Гаррисон поднял Машину с розового песчаного пола и закрыл ею вход в пещерку, удерживая ее там, пока тигры ревели в агонии, наваливаясь скребущим, царапающим, кусающим весом на нее. Они пытались выбить Психомех и таким способом добраться до него, и вдруг Гаррисона охватил панический страх, когда он понял, что экстрасенсорные силы убывают. И действительно, он с напряжением удерживал Психомех в таком положении. Что-то ослабляло его, и он уже не мог так легко пользоваться левитацией.
Более того, совершенно сюрреалистический характер происходящего проявлялся теперь более резко. Иначе говоря, он в первый раз почувствовал себя не в своей тарелке в этом измерении лихорадочных снов. Очень немногое из того, что он сейчас переживал, казалось теперь реальным. Он все еще понимал, что находится в снах и кошмарах, да, но он также туманно осознавал, что это не было его естественным местом. Короче говоря, он чувствовал, что переживает кошмар в кошмаре, очень плохую поездку по странной чужой земле, - вот чем в точности был этот случай! АСД в его организме работал, чтобы подчеркнуть то, что он находится в другом мире. И нисколько не сомневаясь, что это была совершенно чужая среда обитания, он ясно понимал, что ею шансы выжить здесь действительно очень малы.
Вот почему, пока у него оставались какие-то экстрасенсорные силы, он инстинктивно напряг сознание и послал SOS на другой уровень существования, в тот мир за пределами его психики, внешний мир, где он когда-то жил.

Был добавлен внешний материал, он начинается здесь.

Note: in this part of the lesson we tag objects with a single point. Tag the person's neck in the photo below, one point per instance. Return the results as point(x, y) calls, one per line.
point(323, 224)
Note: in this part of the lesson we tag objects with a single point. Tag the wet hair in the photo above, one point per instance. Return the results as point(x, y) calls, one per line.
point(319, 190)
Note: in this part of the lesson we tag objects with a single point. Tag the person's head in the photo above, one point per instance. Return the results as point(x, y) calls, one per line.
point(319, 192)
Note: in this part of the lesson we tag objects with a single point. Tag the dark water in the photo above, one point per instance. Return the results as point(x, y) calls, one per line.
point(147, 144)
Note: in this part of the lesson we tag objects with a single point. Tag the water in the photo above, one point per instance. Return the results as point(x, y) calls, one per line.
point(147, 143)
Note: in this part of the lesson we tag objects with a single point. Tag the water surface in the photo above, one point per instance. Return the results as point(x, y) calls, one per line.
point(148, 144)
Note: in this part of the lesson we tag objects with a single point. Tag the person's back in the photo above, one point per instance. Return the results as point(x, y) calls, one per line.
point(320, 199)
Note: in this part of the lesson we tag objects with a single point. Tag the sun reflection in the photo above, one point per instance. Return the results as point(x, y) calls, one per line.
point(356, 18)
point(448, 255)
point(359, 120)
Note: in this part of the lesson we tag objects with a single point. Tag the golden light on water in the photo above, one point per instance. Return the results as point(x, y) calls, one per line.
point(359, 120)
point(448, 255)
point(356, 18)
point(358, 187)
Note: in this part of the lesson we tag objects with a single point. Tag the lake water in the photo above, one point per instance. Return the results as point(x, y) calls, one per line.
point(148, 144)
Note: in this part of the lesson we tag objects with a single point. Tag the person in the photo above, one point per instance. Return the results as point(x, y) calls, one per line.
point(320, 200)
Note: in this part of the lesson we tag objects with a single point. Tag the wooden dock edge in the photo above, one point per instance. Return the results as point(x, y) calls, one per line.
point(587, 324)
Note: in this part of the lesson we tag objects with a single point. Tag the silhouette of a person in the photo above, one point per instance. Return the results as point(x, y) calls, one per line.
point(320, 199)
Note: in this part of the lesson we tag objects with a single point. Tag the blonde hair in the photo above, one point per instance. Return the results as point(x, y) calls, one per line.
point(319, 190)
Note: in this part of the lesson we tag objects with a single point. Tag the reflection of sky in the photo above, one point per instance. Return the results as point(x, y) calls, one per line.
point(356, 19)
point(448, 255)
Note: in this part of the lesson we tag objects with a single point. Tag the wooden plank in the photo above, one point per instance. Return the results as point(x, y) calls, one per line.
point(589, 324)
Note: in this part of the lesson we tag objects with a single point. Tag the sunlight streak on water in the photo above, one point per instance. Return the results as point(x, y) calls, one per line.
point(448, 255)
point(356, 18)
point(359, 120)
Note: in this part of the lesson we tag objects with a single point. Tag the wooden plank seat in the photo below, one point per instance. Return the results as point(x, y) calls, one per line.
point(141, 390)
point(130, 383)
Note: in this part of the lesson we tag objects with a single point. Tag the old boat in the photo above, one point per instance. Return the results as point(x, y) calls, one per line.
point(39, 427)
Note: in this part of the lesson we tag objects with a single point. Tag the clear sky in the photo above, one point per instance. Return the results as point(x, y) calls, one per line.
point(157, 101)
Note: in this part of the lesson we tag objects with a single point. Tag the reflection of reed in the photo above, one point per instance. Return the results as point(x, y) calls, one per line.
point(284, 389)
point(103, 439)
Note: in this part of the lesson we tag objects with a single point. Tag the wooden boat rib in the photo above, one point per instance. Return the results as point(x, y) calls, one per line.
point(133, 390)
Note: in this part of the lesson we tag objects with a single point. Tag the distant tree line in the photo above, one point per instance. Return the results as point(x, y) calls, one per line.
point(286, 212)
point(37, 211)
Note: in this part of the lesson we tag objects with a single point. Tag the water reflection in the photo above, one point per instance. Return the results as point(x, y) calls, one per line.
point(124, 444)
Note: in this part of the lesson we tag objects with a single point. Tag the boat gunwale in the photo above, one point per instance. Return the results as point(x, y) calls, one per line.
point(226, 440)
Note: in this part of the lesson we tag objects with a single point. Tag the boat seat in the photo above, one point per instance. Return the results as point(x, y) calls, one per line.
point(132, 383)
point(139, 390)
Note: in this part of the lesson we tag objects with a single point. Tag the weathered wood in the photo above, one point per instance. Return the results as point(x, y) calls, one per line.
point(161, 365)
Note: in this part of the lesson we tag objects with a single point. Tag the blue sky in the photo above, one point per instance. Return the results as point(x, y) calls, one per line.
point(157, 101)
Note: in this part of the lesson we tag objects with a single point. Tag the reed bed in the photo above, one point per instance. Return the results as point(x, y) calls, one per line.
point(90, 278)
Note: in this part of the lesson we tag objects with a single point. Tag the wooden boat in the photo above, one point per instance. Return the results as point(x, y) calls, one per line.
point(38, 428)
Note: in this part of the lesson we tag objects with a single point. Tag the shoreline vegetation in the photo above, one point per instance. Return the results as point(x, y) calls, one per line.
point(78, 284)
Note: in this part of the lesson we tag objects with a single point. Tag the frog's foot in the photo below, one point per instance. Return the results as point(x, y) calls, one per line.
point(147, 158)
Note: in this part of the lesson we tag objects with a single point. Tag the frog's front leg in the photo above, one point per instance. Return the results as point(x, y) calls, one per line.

SOS, мысленный крик о помощи, телепатический сигнал бедствия, который кто-то где-то каким-то образом должен услышать.
Иначе Гаррисон обречен...
* * *
Десять минут пополудни. В клетке из стали и бетона в питомнике в Мидхесте Сюзи обезумела. Она вдруг стала метаться, все ломая в клетке, и высоко прыгать, воя, как банши - дух, предвещающий смерть. За несколько мгновений она превратилась из тихого печального животного в дикого зверя. Ее глаза навыкате налились кровью, клыки покрылись пеной, а ее вой леденил душу.
Через несколько минут Сюзи рухнула в углу совсем без сил, дрожащая и скулящая, ее грудь поднималась и опускалась, бока покрылись пеной. Похоже, в этом приступе сумасшествия она сожгла всю свою энергию, вот так внешне выглядела она, пытаясь выполнить свой план.
Смотритель, привлеченный ее припадком, подбежал к двери клетки и, задыхаясь, стал что-то говорить по своему мобильному телефону. Вскоре появилась одетая в защитный костюм фигура со шприцем в руке. Поведение Сюзи в прошлую среду было взято на заметку, и этот внезапный рецидив не был таким уж неожиданным. Если оставить его без внимания, собака могла легко покалечиться, поэтому ей следовало сделать успокаивающий укол. Но доберман-пинчер - это доберман-пинчер, а не крошечный терьер или надушенный пекинес, с которыми справиться не представляет труда.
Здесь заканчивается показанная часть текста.